Defiant Indians protest nationwide against citizenship law
Modi has insisted that his government does not aim to marginalise Muslims with the new law.
Indians defied bans on assembly Thursday in cities nationwide as anger swells against a citizenship law seen as discriminatory against Muslims, following days of protests, clashes and riots that have left six dead.
Two major Indian telecom firms also said Thursday that they have cut mobile services in parts of New Delhi on government orders.
The new law eases citizenship rules for people fleeing persecution from three neighbouring countries, but excludes Muslims, stoking accusations that Prime Minister Narendra Modi wants to reshape India as a Hindu nation and creating unease abroad.
Following days of protests that have seen four people shot dead, dozens injured, hundreds arrested and vehicles torched, authorities have banned gatherings in areas that together are home to hundreds of millions of people.
They included Uttar Pradesh state, areas of the northeast and parts of Bihar, New Delhi, Hyderabad, Bangalore and Chennai, all of which have seen protests in recent days, and in the case of the capital violence.
"People should seek permission to assemble at places where Section 144 is not imposed.
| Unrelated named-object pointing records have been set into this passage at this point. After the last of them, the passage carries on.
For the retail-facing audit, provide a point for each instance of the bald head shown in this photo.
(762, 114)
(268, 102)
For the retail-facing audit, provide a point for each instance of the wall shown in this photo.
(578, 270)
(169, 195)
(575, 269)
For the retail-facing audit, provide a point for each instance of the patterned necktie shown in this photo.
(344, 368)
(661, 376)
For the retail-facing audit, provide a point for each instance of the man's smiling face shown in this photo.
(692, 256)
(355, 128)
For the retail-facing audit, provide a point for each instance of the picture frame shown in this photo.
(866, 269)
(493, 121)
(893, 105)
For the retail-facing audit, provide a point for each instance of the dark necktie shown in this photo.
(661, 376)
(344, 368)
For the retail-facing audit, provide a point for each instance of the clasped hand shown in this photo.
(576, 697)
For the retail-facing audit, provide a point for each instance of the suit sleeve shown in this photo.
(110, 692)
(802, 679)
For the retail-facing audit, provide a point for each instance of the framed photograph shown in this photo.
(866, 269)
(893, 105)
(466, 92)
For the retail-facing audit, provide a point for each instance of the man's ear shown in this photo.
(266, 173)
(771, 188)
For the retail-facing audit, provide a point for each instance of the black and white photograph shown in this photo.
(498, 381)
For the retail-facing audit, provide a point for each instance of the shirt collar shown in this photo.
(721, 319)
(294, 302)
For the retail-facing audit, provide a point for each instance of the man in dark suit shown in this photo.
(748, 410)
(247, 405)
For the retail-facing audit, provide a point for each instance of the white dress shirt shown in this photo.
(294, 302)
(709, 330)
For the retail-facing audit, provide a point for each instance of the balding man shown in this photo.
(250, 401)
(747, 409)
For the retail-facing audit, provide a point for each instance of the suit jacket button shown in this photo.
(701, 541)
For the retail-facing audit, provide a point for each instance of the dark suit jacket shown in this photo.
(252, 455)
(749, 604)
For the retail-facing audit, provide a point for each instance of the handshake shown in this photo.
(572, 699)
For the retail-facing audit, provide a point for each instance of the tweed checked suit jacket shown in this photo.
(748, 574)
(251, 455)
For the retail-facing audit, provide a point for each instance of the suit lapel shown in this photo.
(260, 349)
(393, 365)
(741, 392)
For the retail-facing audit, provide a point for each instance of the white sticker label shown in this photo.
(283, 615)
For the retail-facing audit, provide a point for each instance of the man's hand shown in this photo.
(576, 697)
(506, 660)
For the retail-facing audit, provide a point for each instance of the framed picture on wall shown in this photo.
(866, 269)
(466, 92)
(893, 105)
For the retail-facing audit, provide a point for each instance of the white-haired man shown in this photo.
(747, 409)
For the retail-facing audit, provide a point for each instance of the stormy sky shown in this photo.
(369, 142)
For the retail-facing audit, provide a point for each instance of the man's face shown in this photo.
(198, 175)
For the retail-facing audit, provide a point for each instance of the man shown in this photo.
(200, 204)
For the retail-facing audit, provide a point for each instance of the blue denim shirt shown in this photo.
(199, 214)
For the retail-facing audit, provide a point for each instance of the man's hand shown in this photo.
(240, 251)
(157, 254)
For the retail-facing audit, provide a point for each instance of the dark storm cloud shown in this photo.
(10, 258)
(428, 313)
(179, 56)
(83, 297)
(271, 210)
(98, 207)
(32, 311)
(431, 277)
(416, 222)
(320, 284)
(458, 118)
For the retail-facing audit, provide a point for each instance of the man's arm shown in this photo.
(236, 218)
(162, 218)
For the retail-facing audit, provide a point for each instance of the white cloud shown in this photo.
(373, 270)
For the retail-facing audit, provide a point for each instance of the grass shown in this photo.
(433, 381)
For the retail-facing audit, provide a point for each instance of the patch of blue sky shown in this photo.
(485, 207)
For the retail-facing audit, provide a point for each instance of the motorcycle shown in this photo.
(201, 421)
No one will be allowed to gather elsewhere," Delhi police spokesman M S Randhawa told AFP.
Fourteen Delhi metro stations were shut including one near police headquarters, besieged by protestors earlier this week, as some roads into the megacity were blocked, causing immense traffic jams.
Vodafone and Airtel announced they had cut services on mobiles in some parts of the city and mobile operator Jio is reported to have followed suit.
India is already the world leader in cutting the internet, activists say, and access has been restricted in parts of the northeast and in Uttar Pradesh, home to a large Muslim minority.
Demonstrators on Thursday ignored the bans on assembly including in Delhi and Hyderabad where television pictures showed police dragging and carrying demonstrators away as they brandished placards and chanted slogans.
One protestor, Kawalpreet Kaur, who according to her Twitter profile is the Delhi President of All India Student's Association, posted that police had filled 14 buses with detainees at the Red Fort landmark.
"But more and more people are pouring in, too many to be detained," she added.
In Bangalore those detained included internationally renowned historian Ramachandra Guha while in the northern state of Bihar protestors blocked several railway stations and national highways.
Seventeen left-wing parties in the eastern state of West Bengal, long a hotbed of political violence, were due to rally in Kolkata later.
In the financial and entertainment capital Mumbai, Bollywood stars were expected to join a protest largely organised by students and young professionals on Thursday afternoon.
Actor-director Farhan Akhtar tweeted on Wednesday that the "time to protest on social media alone is over."
Protests against the law began in northeast India last week -- where all six fatalities took place -- but soon spread, fuelled by anger about alleged police brutality including at a university in Delhi on Sunday night.
Security forces in the capital have fired some 450 tear gas shells in the past five days, the Hindustan Times daily reported. One student reportedly lost an eye.
The demonstrations have at times turned violent with vehicles set on fire and protestors hurling stones at police in heavily Muslim parts of Delhi on Wednesday.
The UN secretary-general's spokesman Stephane Dujarric said Tuesday the global body was "concerned about the violence and alleged use of excessive force by security forces that we've seen that have been taking place".
The US State Department this week urged New Delhi to "protect the rights of its religious minorities in keeping with India's constitution and democratic values".
Modi has insisted that his government does not aim to marginalise Muslims with the new law, tweeting this week that it "does not affect any citizen of India of any religion."
But many in the 200-million-strong Muslim minority fear that they will be the main target of Modi's plans to implement a national "register of citizens" to remove all "infiltrators" by 2024.